A partir de los últimos días de noviembre, el precio del pollo y del huevo podría sufrir un incremento debido a que las altas temperaturas afectan la producción. Se estima, que esta suba, que se producirá en las granjas, puede ser trasladada a los comercios, por ende al consumidor final.
A finales de noviembre las temperaturas empiezan a influir en la producción y la oferta cae, por lo que el precio puede llegar a modificarse a nivel granja (al existir menos oferta el valor de la unidad tiende a subir). Los intermediarios pueden aprovechar esto y aumentar más el precio, advirtió a SITIO ANDINO, Mario Maroto, titular de la Unión Avícola Regional Andina (UARA).
Esta actitud que suelen adoptar los comercios (intermediarios) que venden estos productos, cuando en la granja hay un aumento de precios, no la llevan adelante cuando sucede lo contrario, es decir cuando los valores en estos establecimientos caen.
En estos últimos meses se ha producido una baja importante en el precio del pollo y el huevo a nivel granja porque ha habido una sobreoferta en el mercado, pero esta disminución, en general no se ha visto transmitida al público, indicó Maroto.

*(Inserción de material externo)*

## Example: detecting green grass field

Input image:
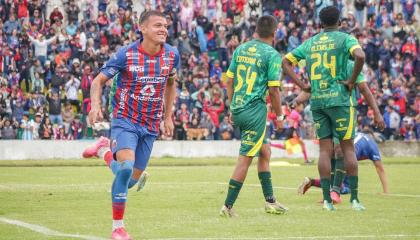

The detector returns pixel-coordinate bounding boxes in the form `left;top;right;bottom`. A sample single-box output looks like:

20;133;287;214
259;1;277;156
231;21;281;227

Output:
0;158;420;239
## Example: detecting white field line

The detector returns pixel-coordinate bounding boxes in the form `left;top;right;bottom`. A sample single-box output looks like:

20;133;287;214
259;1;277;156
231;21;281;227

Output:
0;217;420;240
0;217;106;240
152;234;420;240
0;182;420;198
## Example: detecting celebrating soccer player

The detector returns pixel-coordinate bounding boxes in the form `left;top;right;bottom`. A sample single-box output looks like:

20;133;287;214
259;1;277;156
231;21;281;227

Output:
283;6;365;211
220;16;287;217
89;11;180;239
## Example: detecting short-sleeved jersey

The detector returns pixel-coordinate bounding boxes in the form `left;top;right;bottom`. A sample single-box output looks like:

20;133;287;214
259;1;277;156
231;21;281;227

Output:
354;133;381;161
227;40;281;112
286;31;360;110
101;40;180;133
347;60;366;106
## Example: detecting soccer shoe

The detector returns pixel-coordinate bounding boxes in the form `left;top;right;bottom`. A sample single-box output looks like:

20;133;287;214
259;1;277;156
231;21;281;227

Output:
322;200;336;212
265;201;288;214
351;199;366;211
111;227;132;240
83;137;109;158
298;177;312;195
330;191;341;204
137;171;149;192
219;205;238;218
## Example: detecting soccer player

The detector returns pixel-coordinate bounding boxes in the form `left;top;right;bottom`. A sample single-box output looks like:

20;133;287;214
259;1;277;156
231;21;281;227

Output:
283;6;365;211
89;11;180;239
298;133;388;197
220;16;287;217
294;61;385;203
82;137;149;192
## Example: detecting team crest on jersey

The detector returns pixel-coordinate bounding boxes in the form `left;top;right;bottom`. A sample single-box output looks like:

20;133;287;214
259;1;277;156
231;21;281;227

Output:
109;139;117;149
248;46;257;53
128;65;144;72
319;35;328;41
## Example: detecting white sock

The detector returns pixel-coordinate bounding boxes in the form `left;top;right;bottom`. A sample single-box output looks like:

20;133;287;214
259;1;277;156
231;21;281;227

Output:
98;147;111;159
112;220;124;231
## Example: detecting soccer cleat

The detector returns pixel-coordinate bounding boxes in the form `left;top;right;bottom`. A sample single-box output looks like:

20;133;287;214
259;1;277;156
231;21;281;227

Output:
219;205;238;218
137;171;149;192
111;227;132;240
83;137;109;158
330;191;341;204
298;177;312;195
265;201;288;214
322;200;336;212
351;199;366;211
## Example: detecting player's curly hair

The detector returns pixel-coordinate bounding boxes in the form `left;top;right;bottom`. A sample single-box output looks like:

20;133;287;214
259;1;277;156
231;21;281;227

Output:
319;6;340;27
255;15;277;38
139;10;166;24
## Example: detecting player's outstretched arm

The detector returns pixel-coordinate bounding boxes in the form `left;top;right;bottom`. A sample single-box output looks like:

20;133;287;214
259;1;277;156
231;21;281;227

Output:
282;57;311;92
373;161;388;194
357;82;385;131
89;73;109;125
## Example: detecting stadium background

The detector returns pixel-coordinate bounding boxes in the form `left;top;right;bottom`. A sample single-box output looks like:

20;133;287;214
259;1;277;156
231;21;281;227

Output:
0;0;420;240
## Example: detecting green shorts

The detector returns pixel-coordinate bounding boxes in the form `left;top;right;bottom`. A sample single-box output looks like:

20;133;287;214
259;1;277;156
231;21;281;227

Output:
232;101;267;157
312;107;357;140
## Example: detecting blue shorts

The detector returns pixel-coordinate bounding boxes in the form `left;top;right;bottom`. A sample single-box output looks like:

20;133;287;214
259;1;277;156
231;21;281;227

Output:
111;118;157;170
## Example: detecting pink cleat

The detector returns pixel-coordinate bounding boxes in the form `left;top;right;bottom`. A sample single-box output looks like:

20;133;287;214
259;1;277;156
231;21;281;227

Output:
83;137;109;158
111;227;132;240
330;191;341;204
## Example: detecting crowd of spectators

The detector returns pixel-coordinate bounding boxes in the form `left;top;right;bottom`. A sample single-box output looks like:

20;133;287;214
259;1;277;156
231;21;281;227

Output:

Las trabas en las exportaciones, el aumento de la producción por las favorables temperaturas y la baja en el consumo, hicieron que en el mercado avícola haya una sobreoferta por lo que los precios sufrieron una caída.
En agosto, en el supermercado, la media docena de huevos costaba entre $7 y $7,40, mientras que hoy se vende entre $5,40 y $5,70, comentó el titular de la UARA.